Hi.
I saw last week the following announcement about Optimum v1.1:
We released 🤗 Optimum v1.1 this week to accelerate Transformers with new [ONNX Runtime](https://www.linkedin.com/company/onnxruntime/) tools:
🏎 Train models up to 30% faster (for models like T5) with ORTTrainer!
DeepSpeed is natively supported out of the box. 😍
🏎 Accelerate inference using static and dynamic quantization with ORTQuantizer!
Get >=99% accuracy of the original FP32 model with speed up up to 3x and size reduction up to 4x
Great!
In order to test it with a T5 model for inference, I went to Optimum github, copied/pasted the Quantization code into a Colab notebook and setup model_checkpoint
and feature
as following:
!python -m pip install optimum[onnxruntime]
!pip install sentencepiece
model_checkpoint = "mrm8488/t5-base-finetuned-question-generation-ap"
feature = "text2text-generation"
from optimum.onnxruntime.configuration import AutoQuantizationConfig
from optimum.onnxruntime import ORTQuantizer
from functools import partial
from datasets import Dataset
# Tokenize the inputs
def preprocess_fn(ex, tokenizer):
return tokenizer(ex["sentence"])
# Create a dataset or load one from the Hub
ds = Dataset.from_dict({"sentence": ["answer: Manuel context: Manuel has created RuPERTa-base with the support of HF-Transformers and Google"]})
# The type of quantization to apply
qconfig = AutoQuantizationConfig.arm64(is_static=False, per_channel=False)

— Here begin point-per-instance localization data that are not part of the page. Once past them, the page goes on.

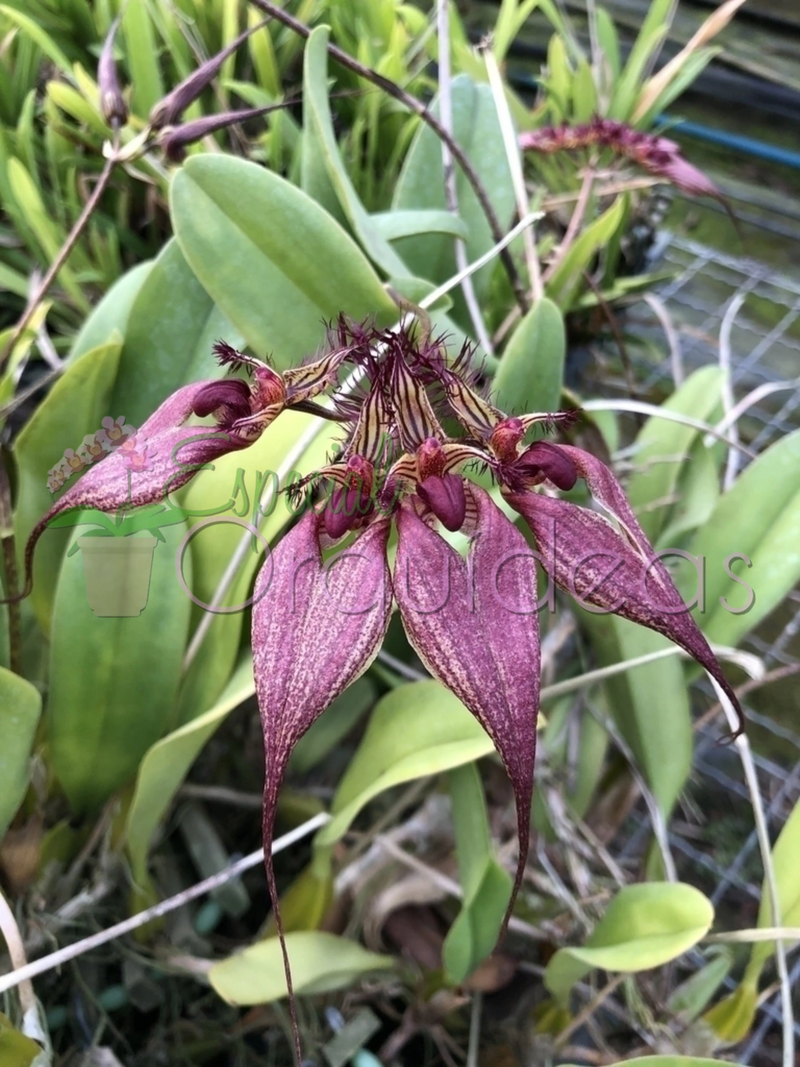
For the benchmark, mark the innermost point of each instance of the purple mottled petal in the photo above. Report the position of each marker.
(446, 498)
(316, 627)
(175, 452)
(474, 623)
(554, 462)
(617, 574)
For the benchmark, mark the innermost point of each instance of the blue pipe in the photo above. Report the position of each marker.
(748, 145)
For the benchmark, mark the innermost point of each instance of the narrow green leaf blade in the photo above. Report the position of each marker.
(644, 926)
(531, 370)
(166, 763)
(416, 730)
(320, 962)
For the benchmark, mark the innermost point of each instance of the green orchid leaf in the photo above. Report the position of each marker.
(749, 547)
(486, 886)
(662, 448)
(74, 408)
(166, 763)
(643, 926)
(319, 141)
(20, 707)
(113, 680)
(320, 962)
(531, 371)
(416, 730)
(420, 186)
(172, 327)
(273, 260)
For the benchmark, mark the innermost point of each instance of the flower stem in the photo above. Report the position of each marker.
(418, 108)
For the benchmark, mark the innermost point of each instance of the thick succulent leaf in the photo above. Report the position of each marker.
(614, 572)
(316, 627)
(474, 623)
(175, 452)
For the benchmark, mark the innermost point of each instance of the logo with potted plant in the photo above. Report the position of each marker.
(117, 555)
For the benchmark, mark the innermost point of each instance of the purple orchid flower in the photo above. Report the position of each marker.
(320, 616)
(319, 621)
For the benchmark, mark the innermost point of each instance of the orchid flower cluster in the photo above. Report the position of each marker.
(416, 429)
(656, 155)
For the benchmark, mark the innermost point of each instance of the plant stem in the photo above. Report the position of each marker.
(24, 973)
(63, 254)
(451, 195)
(10, 560)
(418, 108)
(575, 221)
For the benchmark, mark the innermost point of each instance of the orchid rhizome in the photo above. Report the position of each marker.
(417, 431)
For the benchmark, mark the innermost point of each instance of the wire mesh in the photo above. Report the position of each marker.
(765, 347)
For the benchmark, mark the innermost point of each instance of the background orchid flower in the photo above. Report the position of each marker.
(320, 616)
(656, 155)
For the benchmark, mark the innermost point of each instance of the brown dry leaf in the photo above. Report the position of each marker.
(417, 934)
(19, 855)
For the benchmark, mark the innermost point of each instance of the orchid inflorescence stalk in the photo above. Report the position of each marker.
(416, 429)
(655, 154)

quantizer = ORTQuantizer.from_pretrained(model_checkpoint, feature=feature)
# Quantize the model!
quantizer.export(
onnx_model_path="model.onnx",
onnx_quantized_model_output_path="model-quantized.onnx",
quantization_config=qconfig,
)
Then, I ran the code but it gave an error:
The `xla_device` argument has been deprecated in v4.4.0 of Transformers. It is ignored and you can safely remove it from your `config.json` file.
The `xla_device` argument has been deprecated in v4.4.0 of Transformers. It is ignored and you can safely remove it from your `config.json` file.
The `xla_device` argument has been deprecated in v4.4.0 of Transformers. It is ignored and you can safely remove it from your `config.json` file.
---------------------------------------------------------------------------
KeyError Traceback (most recent call last)
<ipython-input-9-56024da8abbc> in <module>()
----> 1 get_ipython().run_cell_magic('time', '', '# The type of quantization to apply\nqconfig = AutoQuantizationConfig.arm64(is_static=False, per_channel=False)\nquantizer = ORTQuantizer.from_pretrained(model_checkpoint, feature=feature)\n\n# Quantize the model!\nquantizer.export(\n onnx_model_path="model.onnx",\n onnx_quantized_model_output_path="model-quantized.onnx",\n quantization_config=qconfig,\n)')
4 frames
<decorator-gen-53> in time(self, line, cell, local_ns)
<timed exec> in <module>()
/usr/local/lib/python3.7/dist-packages/transformers/onnx/features.py in get_model_class_for_feature(feature, framework)
362 if task not in task_to_automodel:
363 raise KeyError(
--> 364 f"Unknown task: {feature}. "
365 f"Possible values are {list(FeaturesManager._TASKS_TO_AUTOMODELS.values())}"
366 )
KeyError: "Unknown task: text-generation. Possible values are
[<class 'transformers.models.auto.modeling_auto.AutoModel'>,
<class 'transformers.models.auto.modeling_auto.AutoModelForMaskedLM'>,
<class 'transformers.models.auto.modeling_auto.AutoModelForCausalLM'>,
<class 'transformers.models.auto.modeling_auto.AutoModelForSeq2SeqLM'>,
<class 'transformers.models.auto.modeling_auto.AutoModelForSequenceClassification'>,
<class 'transformers.models.auto.modeling_auto.AutoModelForTokenClassification'>,
<class 'transformers.models.auto.modeling_auto.AutoModelForMultipleChoice'>,
<class 'transformers.models.auto.modeling_auto.AutoModelForQuestionAnswering'>,
<class 'transformers.models.auto.modeling_auto.AutoModelForImageClassification'>]"
Then, I went to the Optimum documentation but It does look to be updated and I did not find a solution.
Does it mean that Optimum v1.1 can not be used for T5 inference?